Just get together with all your friends and
put down money on their predictions of the exact dates that the
following incidents will happen ...
Sven Goran Eriksson caught with young
woman story hits the newspapers
Nicolas Anelka says, "I need to leave
Bolton."
Arsene Wenger complains that football in
England involves too many games and it is so unfair.
All the new players at Birmingham City
are introduced to each other at a specially arranged "Meet the Players"
evening.
Jose Mourinho claims to be the special
one.
Roman Abramovich claims that Jose
Mourinho is just one of many who could manage Chelsea.
Sir Alex Ferguson complains that
Manchester United do not get enough penalties.
Ken Bates tries to buy back Leeds United
for an increased bid of £5.
Everton finally break the one goal
barrier, but can only draw 2-2 with Derby County.
Roy Keane squares up to Alex Ferguson in
the match between Sunderland and Manchester United because the Red
Devils are awarded a controversial throw-in.
Manchester City fail to put out eleven
players because nobody wants to play for them.
Reading FC escape an FA charge of failing
to control their players, with Steve Coppell saying, "We believe in
doing things by the book."
Teddy Sheringham scores the goal for
Colchester United which knocks West Ham United out of the FA Cup.
Roy Keane faces an FA charge of
ungentlemanly conduct after putting his boots on to face Manchester City
for Sunderland ... despite not being named on the team-sheet.
Liverpool have nine points deducted for
paying too much for Fernando Torres.
West Ham United's wage bill reaches the
size of the Gross National Product of Canada.
Aston Villa draw every game of the
Premiership season.
Disillusioned after Newcastle United are
bottom of the Premier League within two months, the club are put up for
sale ... at a discount price by owner Mike Ashley, with it going on sale
through all the branches of Lilywhites/Sports Soccer throughout the
country.
Fulham accept the role of part-time
Northern Ireland team after manager Lawrie Sanchez signs up 20 Northern
Ireland internationals.
Sven Goran Eriksson is caught in a sting
set up by the News of the World involving a fake sheik who tries to get
him to buy a string of players nobody has ever heard of for Manchester
City.
When Sunderland draw MK Dons in the
League Cup, the football is secondary to the touchline fight between Roy
Keane and Paul Ince.
After falling out with manager Frank
Rijkaard over the filming of a new Renault advert for the Spanish
market, Thierry Henry comes off the bench to make only his second
appearance of the season to net the winner against Arsenal in the group
stage of the Champions League, thus condemning the Gooners to no further
European football this season.
Blackburn Rovers record the worst
disciplinary record in the Premier League ... in their first game.
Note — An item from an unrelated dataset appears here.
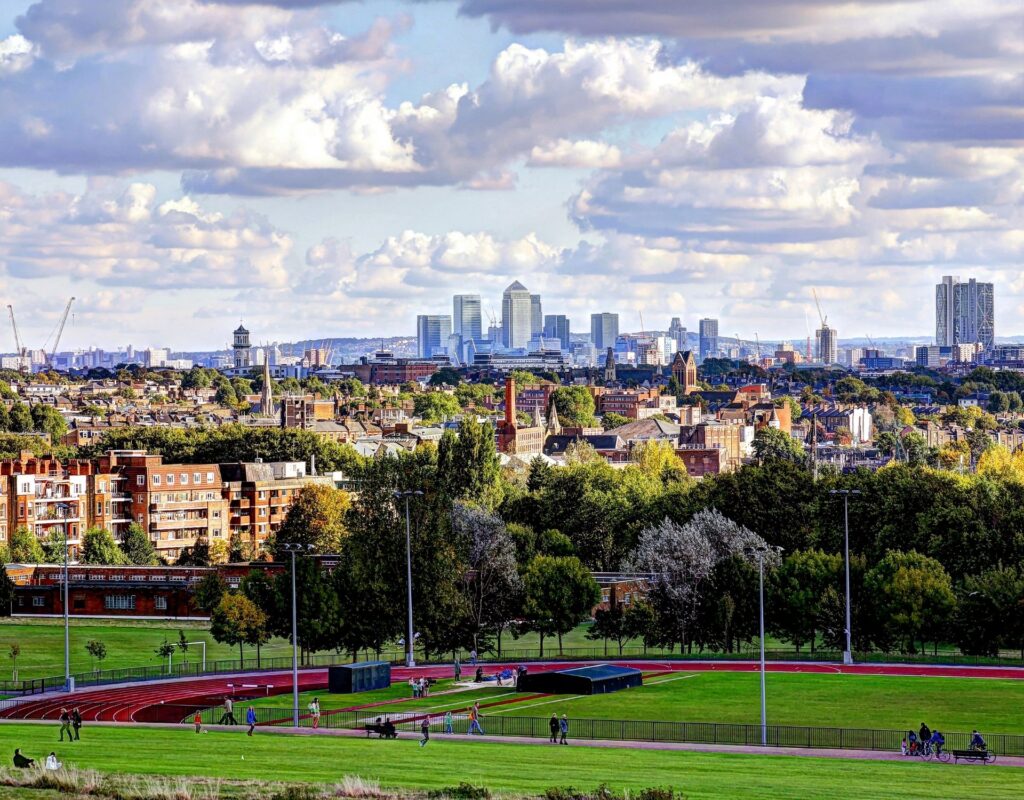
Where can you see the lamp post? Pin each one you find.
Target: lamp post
(410, 638)
(294, 548)
(848, 653)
Bolton Wanderers terminate the contract
of manager Sammy Lee after he was no longer able to enter the stadium.
Wigan Athletic face an FA inquiry as to
why they are unable to fill their JJB Sports Shop outside their ground.
Manchester City's new kit causes a stir
as players arses can be seen through the shorts, when someone misheard
that that the new owner, Thaksin Shinawatra was providing a bottomless
pit at the club.
The summer transfer dealings of Harry
Redknapp provided Portsmouth with so many players, they appeal to the FA
Premier League to be able to choose from 39 substitutes each game.
Roy Keane is involved in an unsightly
bust-up with Craig Bellamy when Sunderland meet West Ham United over who
is the most volatile.
Mido has a bust-up with Harrods and
Fulham owner Mohammed Al-Fayed over his salary at the club following his
transfer from Tottenham. Mido feels that being paid in donkey milk
was an insult to his ability.
West Ham United are relegated when Carlos
Tevez scored the winner at Old Trafford for Manchester United.